W swoim ostatnim meczu pokonaliście w Sulęcinie Olimpię, ale chyba mecz ten nie należał do najłatwiejszych? Jak on wyglądał z twojej perspektywy?
Karol Rawiak: – Wydaje mi się, że wynik oddaje przebieg meczu. Spotkanie było wyrównane, ale z naszą przewagą. Mieliśmy problem z zatrzymaniem atakującego zespołu z Sulęcina i to powodowało naszą frustrację, ale w końcu to zrobiliśmy i wróciliśmy do Świdnika z trzema punktami.
Po spotkaniu trener Chwastyniak trochę narzekał, że sami skomplikowaliście sobie zadanie.

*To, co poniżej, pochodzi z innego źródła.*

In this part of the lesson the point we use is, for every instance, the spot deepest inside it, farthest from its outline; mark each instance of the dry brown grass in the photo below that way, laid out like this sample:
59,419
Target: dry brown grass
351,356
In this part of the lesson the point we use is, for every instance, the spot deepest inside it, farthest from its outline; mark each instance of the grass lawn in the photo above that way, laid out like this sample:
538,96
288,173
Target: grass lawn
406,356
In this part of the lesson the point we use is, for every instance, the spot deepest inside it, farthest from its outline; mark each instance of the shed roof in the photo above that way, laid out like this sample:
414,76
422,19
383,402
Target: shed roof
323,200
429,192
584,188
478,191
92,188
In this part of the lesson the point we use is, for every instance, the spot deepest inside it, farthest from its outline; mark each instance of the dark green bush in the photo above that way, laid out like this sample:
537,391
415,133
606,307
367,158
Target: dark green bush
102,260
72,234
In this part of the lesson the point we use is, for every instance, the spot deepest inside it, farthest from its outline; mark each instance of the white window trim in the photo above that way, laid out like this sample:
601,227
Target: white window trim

Też uważasz, że podaliście rękę przeciwnikom i później musieliście bronić się przed tie-breakiem?
– Od pierwszej partii mieliśmy problem ze skończeniem seta. Nie wiem, skąd w nasze szeregi wkrada się rozluźnienie albo przekonanie, że zaraz samo się wygra. Dziwi mnie to, zwłaszcza, że już kilka razy w tym sezonie gubiło nas takie zachowanie, ale jak widać, jeszcze się z tym nie uporaliśmy.
Obecnie zajmujecie bezpieczną pozycję w ósemce. Oznacza to, że do kolejnych meczów będziecie mogli podejść spokojniej, bo utrzymanie macie już praktycznie zagwarantowane? Czy jednak chcecie powalczyć jeszcze o jak najlepsze rozstawienie przed play-off?
– Nie wyobrażam sobie, żebyśmy teraz osiedli na laurach i czekali aż sezon się skończy, bo cel minimum został wykonany. Jesteśmy na siódmym miejscu, ale różnica do zespołu z czwartego miejsca wynosi siedem punktów, a do rozegrania mamy jeszcze bezpośrednie mecze zarówno z KPS-em Siedlce, jak i Norwidem Częstochowa. Dopóki jest szansa, musimy robić wszystko, aby wycisnąć 100% z tych rozgrywek.
W weekend nie graliście, bo wasz mecz został zaplanowany na późniejszy termin. Była więc okazja do spokojniejszego treningu? Jak wykorzystaliście ten okres?
– Trener zrobił nam małe wakacje. Po meczu dostaliśmy wolne. W niedzielę spotkaliśmy się i zaczęliśmy przygotowania do meczu z Norwidem.
Przed wami starcie u siebie z Norwidem. To drużyna wyżej notowana, ale wam chyba z takimi rywalami gra się lepiej? Czego spodziewasz się po grze częstochowian?
– Chcemy wygrać ten mecz. Zepsuliśmy sobie humory tuż przed świętami, przegrywając w czterech setach w Częstochowie. Dlatego motywacja na to spotkanie będzie podwójna. Będziemy do niego dobrze przygotowani i wierzę, że trzy punkty zostaną Świdniku.